Sinema, for her part, signaled support for the framework in a statement Thursday.

"After months of productive, good-faith negotiations with President Biden and the White House, we have made significant progress on the proposed budget reconciliation package," Sinema wrote. "I look forward to getting this done."

When asked if he supports the framework, Manchin said that "this is all in the hands of the House right now."

"I’ve worked in good faith, and I look forward to continuing to work in good faith, and that is all I have to say today," he added.

Manchin, when asked to clarify his position on the framework later Thursday, said again that he has "been dealing in good faith and I will continue to deal in good faith" but needs to see the text of the bill first, echoing similar claims by progressives.
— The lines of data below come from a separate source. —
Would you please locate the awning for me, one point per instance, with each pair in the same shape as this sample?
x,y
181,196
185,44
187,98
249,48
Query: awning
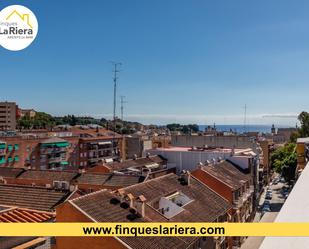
x,y
61,144
105,142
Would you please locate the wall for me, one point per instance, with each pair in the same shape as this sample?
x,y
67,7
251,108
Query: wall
x,y
216,141
67,213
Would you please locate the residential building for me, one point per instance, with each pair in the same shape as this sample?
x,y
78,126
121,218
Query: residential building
x,y
136,146
235,186
66,150
30,113
37,198
59,180
90,182
167,198
11,214
8,115
237,142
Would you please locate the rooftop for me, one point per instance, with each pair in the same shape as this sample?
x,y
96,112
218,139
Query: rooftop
x,y
139,162
15,214
10,172
202,204
109,179
36,198
48,175
226,172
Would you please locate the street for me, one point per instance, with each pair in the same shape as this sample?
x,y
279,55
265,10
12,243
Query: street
x,y
276,203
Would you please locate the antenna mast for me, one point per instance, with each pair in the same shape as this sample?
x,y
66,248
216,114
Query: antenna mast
x,y
245,119
116,71
122,105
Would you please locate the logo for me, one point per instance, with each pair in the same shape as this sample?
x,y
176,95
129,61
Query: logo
x,y
18,27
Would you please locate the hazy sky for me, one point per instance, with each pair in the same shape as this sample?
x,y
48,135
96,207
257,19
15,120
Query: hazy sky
x,y
186,61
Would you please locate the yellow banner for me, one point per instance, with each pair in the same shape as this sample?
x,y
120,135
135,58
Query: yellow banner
x,y
154,229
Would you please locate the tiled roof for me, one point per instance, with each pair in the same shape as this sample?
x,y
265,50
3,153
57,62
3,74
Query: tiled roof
x,y
226,172
97,206
10,172
139,162
53,140
206,206
48,175
108,179
14,214
36,198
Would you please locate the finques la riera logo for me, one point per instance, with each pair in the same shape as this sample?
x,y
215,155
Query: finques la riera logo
x,y
18,27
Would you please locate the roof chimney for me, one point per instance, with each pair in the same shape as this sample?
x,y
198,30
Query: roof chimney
x,y
141,209
131,198
185,177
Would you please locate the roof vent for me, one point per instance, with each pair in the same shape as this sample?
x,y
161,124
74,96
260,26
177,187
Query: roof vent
x,y
124,205
132,217
114,201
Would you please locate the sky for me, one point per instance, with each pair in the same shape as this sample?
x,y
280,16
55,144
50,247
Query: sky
x,y
186,61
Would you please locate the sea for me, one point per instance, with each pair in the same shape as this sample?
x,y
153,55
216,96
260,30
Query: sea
x,y
242,128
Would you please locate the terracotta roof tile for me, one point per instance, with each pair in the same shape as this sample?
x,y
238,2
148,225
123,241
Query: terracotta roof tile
x,y
48,175
42,199
226,172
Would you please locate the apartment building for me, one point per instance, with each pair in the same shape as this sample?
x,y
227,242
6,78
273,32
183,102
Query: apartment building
x,y
136,146
169,198
8,115
66,150
235,186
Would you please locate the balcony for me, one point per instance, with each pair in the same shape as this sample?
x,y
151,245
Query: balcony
x,y
238,203
53,150
55,160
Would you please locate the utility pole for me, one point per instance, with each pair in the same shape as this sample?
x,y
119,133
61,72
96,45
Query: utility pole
x,y
122,102
115,71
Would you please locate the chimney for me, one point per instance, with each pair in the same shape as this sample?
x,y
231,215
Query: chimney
x,y
131,198
200,165
185,177
141,208
121,192
233,151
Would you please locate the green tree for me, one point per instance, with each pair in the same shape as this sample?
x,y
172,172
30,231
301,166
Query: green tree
x,y
304,122
284,161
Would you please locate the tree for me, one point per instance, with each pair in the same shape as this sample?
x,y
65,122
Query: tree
x,y
304,122
284,161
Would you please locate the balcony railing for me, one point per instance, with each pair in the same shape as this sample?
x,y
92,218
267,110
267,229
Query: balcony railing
x,y
238,203
52,150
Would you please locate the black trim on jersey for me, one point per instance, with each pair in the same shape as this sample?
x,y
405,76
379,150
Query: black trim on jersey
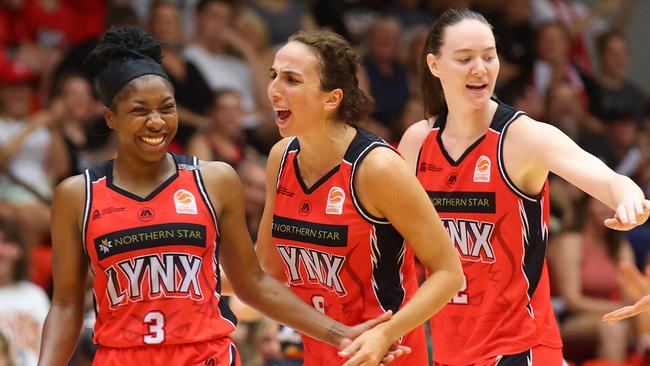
x,y
309,232
510,115
522,359
441,121
320,182
535,238
292,144
387,259
361,145
150,196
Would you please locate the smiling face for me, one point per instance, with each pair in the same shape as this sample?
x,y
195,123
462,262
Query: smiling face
x,y
295,89
144,118
467,64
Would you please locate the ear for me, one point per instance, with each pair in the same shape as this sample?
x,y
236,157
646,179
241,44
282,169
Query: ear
x,y
109,117
432,62
334,99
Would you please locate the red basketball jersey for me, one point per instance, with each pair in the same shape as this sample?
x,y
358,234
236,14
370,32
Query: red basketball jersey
x,y
339,258
155,260
501,233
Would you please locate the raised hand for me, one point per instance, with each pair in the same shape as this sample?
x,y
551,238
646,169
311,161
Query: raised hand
x,y
629,215
637,286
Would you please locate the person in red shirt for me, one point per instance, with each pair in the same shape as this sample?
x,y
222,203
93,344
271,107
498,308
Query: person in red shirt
x,y
340,205
154,228
485,167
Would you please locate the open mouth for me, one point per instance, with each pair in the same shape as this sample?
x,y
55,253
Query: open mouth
x,y
152,141
283,114
476,87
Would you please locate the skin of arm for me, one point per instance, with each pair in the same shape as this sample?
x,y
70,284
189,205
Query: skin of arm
x,y
247,278
532,149
384,174
266,253
565,255
69,269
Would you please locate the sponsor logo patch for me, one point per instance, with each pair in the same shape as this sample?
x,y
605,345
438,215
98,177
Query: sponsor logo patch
x,y
185,202
335,201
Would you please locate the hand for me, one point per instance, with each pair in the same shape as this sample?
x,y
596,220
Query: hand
x,y
393,352
637,286
629,215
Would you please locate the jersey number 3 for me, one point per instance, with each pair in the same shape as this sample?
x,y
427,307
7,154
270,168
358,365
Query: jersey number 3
x,y
156,322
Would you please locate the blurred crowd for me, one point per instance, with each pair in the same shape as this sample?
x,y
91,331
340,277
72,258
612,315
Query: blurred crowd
x,y
562,61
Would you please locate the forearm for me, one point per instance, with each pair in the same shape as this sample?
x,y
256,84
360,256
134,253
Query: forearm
x,y
433,294
60,334
281,304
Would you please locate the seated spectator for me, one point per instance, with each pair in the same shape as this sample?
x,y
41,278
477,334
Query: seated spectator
x,y
32,158
584,265
192,91
608,89
223,139
23,305
214,51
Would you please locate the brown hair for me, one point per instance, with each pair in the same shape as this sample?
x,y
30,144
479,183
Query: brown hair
x,y
433,97
338,70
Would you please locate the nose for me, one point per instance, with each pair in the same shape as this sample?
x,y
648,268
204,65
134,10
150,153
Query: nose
x,y
478,68
272,91
155,121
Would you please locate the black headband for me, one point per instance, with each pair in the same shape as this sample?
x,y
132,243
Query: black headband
x,y
120,75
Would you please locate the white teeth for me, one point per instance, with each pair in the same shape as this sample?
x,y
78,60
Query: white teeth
x,y
152,140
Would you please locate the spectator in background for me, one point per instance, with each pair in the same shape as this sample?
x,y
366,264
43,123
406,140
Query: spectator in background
x,y
223,139
584,264
283,18
211,51
553,64
23,305
515,40
193,95
583,23
386,77
609,91
31,157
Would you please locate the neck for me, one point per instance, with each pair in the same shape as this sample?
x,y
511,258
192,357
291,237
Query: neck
x,y
133,175
467,123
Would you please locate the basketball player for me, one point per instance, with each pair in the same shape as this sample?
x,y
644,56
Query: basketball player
x,y
150,224
485,167
340,203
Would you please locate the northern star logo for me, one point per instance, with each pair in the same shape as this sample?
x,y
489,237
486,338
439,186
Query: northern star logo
x,y
185,202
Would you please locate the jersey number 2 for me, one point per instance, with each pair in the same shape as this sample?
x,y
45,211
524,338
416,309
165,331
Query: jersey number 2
x,y
156,322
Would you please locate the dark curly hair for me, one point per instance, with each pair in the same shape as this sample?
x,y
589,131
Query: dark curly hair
x,y
338,69
117,46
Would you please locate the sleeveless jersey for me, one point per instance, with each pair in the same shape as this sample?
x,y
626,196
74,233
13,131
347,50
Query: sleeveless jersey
x,y
337,257
501,234
155,260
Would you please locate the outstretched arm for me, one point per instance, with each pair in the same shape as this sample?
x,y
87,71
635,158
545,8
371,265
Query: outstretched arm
x,y
69,268
532,149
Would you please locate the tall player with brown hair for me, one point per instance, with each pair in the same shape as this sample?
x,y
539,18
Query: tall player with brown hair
x,y
485,167
340,202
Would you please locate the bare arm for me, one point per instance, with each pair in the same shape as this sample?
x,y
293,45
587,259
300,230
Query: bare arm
x,y
532,149
267,254
69,269
384,174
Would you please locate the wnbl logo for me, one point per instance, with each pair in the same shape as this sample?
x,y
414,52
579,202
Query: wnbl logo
x,y
472,239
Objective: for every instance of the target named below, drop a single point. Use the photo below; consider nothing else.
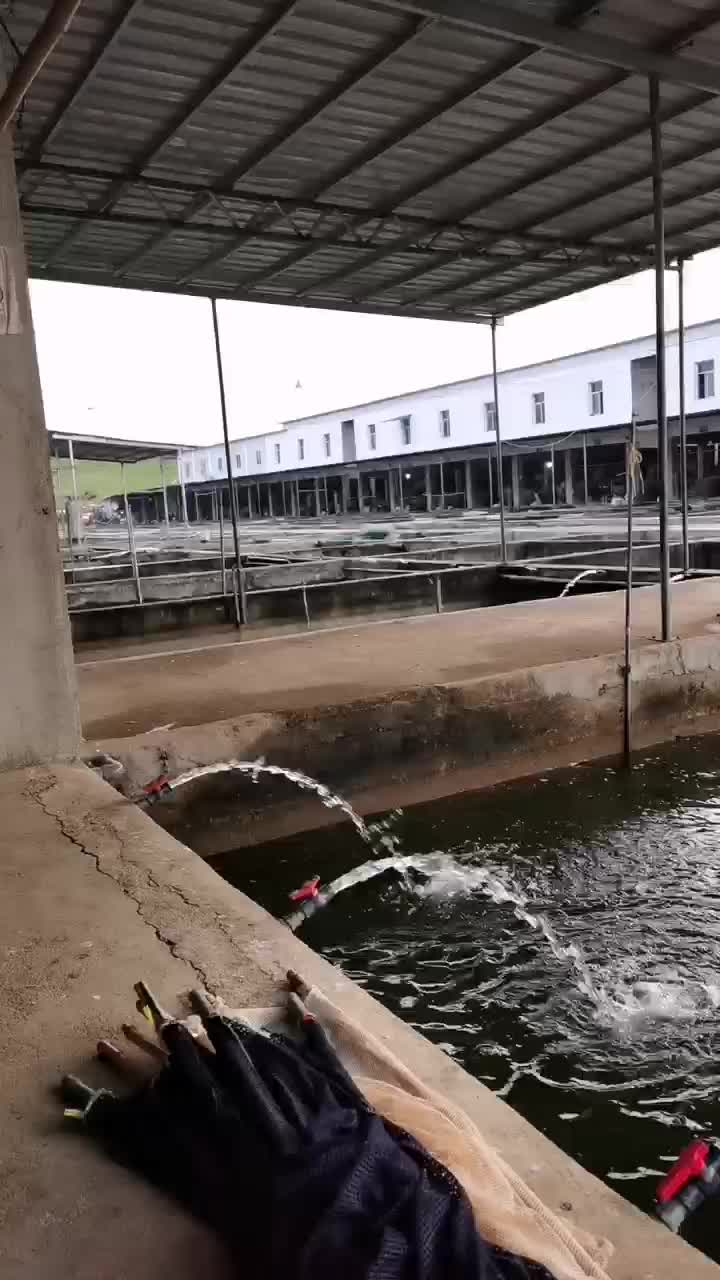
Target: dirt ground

"We haven’t seen the text yet," Manchin said. "Everyone has to see it. I don’t think anybody could say they could support it until they see the text."

Sanders said that the framework "has some major gaps in it" and added that he "wants to see it improved," specifically noting he wants to add more language pertaining to Medicare expansion and prescription drug reform, but also added that it's the "most consequential bill since the 1960s."

Sanders added that he thinks " the House should not be voting for an infrastructure bill unless they see very clear language and know that there are 50 senators on board, whatever the agreement may be."

"This is by far the most significant piece of legislation passed in the world to deal with climate," Bernie said of the Build Back Better framework. "It will cut childhood poverty very, very significantly, expand Medicare, build affordable housing."

"So this is a very big deal," he said, adding: "I want to see it made even stronger."

Leading progressive Sen. Elizabeth Warren of Massachusetts said repeatedly that she is "not commenting" on the framework proposal, but urged the passage of both bills in tandem.

"It’s the same answer it’s always been," Warren said. "There’s one big package here with multiple votes. It’s important all the pieces go forward together."

A Sunday deadline loomed for approving a smaller, bipartisan roads-and-bridges infrastructure bill or risk allowing funds for routine transportation programs to expire.

The Associated Press contributed to this report.